C’è una inflazione che deflaziona se stessa? Eccettuato il caso sovra esposto di un mercato libero, con biglietti permutabili a vista e con oro esportabile, non conosco questa specie di inflazione autofaga. L’inflazione, da qualunque origine mossa, si riproduce e si moltiplica. Il danaro esistente non basta ai bisogni correnti. Nuova carta moneta è necessaria. Emessa questa, i prezzi fatalmente crescono; e il danaro esistente di nuovo ritorna a essere insufficiente al fabbisogno, cresciuto in base ai prezzi cresciuti. Più il processo continua, più la circolazione diventa insufficiente.

 

 

Se a 20 miliardi, ogni lira vale 20 centesimi, il paese dispone di miliardi di circolazione. Se la circolazione cresce a 25 miliardi, ma la lira ribassa a 18,80 centesimi, il valore oro della circolazione si riduce a 3 miliardi e 950 milioni. Altrove, ad ogni aumento di circolazione corrispondeva una riduzione notevole del valore oro della massa monetaria circolante. Di qui l’aggravante paradosso, spiegabilissimo e razionale, che ogni aumento di circolazione determina una sempre più acuta fame di danaro. Il saggio dello sconto tende a crescere ad altezze fantastiche quanto più il numero delle unità monetarie carta diventa grande. Egli è che il numero corrispondente delle unità monetarie oro va continuamente decrescendo.
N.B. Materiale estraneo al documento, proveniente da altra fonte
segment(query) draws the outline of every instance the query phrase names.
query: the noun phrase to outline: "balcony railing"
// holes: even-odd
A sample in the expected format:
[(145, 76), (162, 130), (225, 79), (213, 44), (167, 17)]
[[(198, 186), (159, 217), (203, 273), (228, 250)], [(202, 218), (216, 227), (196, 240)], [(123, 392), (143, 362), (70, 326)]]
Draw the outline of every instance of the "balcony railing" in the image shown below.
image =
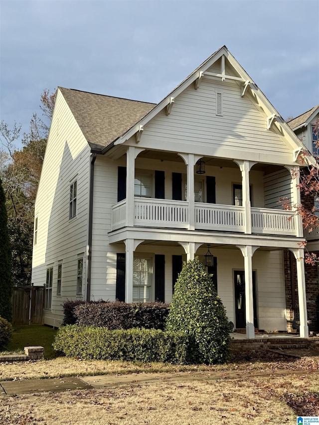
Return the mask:
[(272, 208), (252, 208), (251, 227), (254, 233), (295, 236), (297, 232), (295, 217), (291, 211)]
[[(195, 229), (245, 232), (244, 207), (216, 204), (195, 204)], [(296, 236), (296, 219), (290, 211), (269, 208), (251, 208), (253, 233)], [(112, 230), (126, 225), (126, 201), (112, 207)], [(135, 198), (134, 226), (187, 229), (188, 203), (185, 201)]]
[(195, 204), (195, 228), (206, 230), (244, 232), (244, 207)]
[(304, 231), (304, 234), (307, 241), (318, 240), (319, 239), (319, 228), (314, 227), (310, 233), (306, 229)]

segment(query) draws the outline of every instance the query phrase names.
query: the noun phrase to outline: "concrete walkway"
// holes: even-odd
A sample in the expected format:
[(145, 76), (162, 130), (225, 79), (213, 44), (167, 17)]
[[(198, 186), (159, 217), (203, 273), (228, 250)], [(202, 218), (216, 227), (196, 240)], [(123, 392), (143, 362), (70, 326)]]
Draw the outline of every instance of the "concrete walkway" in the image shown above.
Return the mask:
[(217, 381), (219, 379), (239, 379), (252, 378), (268, 378), (270, 376), (285, 376), (287, 375), (302, 376), (319, 373), (318, 369), (294, 371), (284, 369), (277, 371), (259, 371), (243, 372), (242, 371), (227, 371), (211, 372), (178, 372), (176, 373), (139, 373), (128, 375), (104, 375), (84, 376), (81, 378), (47, 378), (23, 381), (3, 381), (0, 382), (0, 394), (13, 396), (46, 391), (65, 391), (73, 390), (98, 389), (117, 385), (146, 383), (155, 381), (176, 383), (191, 381)]

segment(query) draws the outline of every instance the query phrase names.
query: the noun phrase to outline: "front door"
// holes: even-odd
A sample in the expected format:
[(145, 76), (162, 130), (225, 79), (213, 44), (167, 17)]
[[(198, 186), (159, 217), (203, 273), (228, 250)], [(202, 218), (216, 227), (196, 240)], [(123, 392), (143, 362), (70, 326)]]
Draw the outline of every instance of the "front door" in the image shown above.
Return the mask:
[[(245, 297), (245, 272), (234, 272), (235, 284), (235, 316), (236, 329), (246, 328)], [(254, 326), (258, 327), (256, 300), (256, 272), (253, 272), (253, 300), (254, 304)]]

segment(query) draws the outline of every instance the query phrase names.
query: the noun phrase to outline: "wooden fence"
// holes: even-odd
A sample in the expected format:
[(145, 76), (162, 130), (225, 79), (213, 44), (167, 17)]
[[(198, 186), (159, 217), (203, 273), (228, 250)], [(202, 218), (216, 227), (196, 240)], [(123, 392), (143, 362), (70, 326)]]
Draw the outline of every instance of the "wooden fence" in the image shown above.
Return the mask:
[(43, 325), (44, 286), (14, 286), (13, 325)]

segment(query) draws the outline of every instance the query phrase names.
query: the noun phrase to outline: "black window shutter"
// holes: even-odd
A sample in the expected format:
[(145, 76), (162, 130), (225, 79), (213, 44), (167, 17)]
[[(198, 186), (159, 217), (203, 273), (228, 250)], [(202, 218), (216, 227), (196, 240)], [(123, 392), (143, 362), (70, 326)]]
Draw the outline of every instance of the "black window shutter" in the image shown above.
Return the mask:
[(175, 201), (181, 201), (181, 173), (172, 173), (172, 198)]
[(126, 198), (126, 167), (118, 167), (118, 202)]
[(206, 199), (209, 204), (216, 204), (216, 179), (214, 177), (206, 177)]
[(155, 171), (155, 197), (165, 199), (165, 171)]
[(216, 291), (217, 291), (217, 259), (214, 257), (213, 258), (213, 265), (207, 267), (208, 275), (212, 275), (212, 281)]
[(173, 293), (175, 288), (175, 283), (181, 272), (183, 267), (183, 257), (181, 255), (172, 256), (172, 282), (173, 283)]
[(125, 253), (116, 255), (116, 292), (119, 301), (125, 301)]
[(165, 301), (165, 256), (155, 255), (155, 300)]

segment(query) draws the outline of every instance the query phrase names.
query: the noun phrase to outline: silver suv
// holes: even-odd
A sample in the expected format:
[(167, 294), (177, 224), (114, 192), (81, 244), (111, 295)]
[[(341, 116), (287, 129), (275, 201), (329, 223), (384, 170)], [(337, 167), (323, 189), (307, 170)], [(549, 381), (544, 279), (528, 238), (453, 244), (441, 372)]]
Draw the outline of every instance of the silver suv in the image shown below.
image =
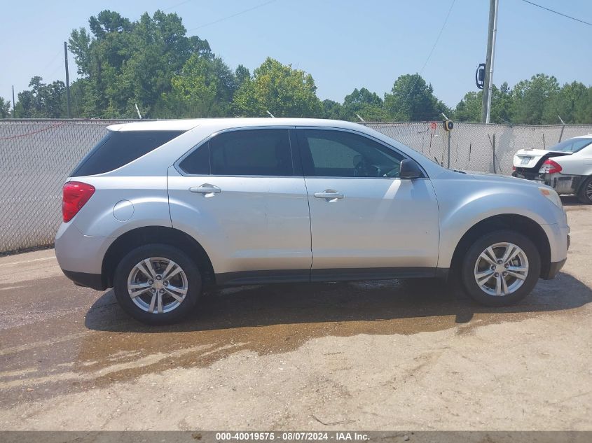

Non c’è mai tanta poca moneta effettiva come quando la quantità della moneta carta a corso forzoso cresce.

 

 

Può una moderata inflazione crescere il risparmio? La verità vuole che si riconosca il nocciolo di verità che si chiude in questa affermazione dei miei contraddittori. Può darsi che i fabbricanti, i quali «provvisoriamente» riescono a pagare le merci che comperano, fra cui anche la forza di lavoro, ai prezzi antichi, laddove già vendono i prodotti finiti a prezzi cresciuti, guadagnando di più, risparmino una parte del maggior guadagno. Di fronte ad essi, tuttavia, quanto è maggiore il peso del minor risparmio! Le classi medie, che sono il sale della terra, la sorgente inesauribile del risparmio, che danno al risparmio nuovo un contributo imponentissimo, sono stritolate. Le classi medie detengono titoli di stato, cartelle fondiarie, depositi a risparmio e si veggono dall’inflazione monetaria e dal fatalmente conseguente rincaro della vita ridotti di valore i risparmi antichi e scemato e presto abolito il margine dei nuovi risparmi. Tra le classi popolari e in gran parte delle stesse classi ricche, l’incentivo al risparmio scema e scompare. Perché risparmiare, se oggi con 100 lire si può ancora comperare un paio di scarpe e domani se ne compererà solo mezzo? L’acquisto del paio di scarpe non è forse la miglior forma di risparmio, in tempi di inflazione. Gaudeamus igitur, dumtaxat juvenes sumus. Spendiamo, finché siamo in tempo.

 

 

Queste, sommariamente, le ragioni per cui io ritengo debba mantenersi ferma la politica di freno alla circolazione osservata dal tesoro italiano, con tanto vantaggio del paese, negli ultimi anni.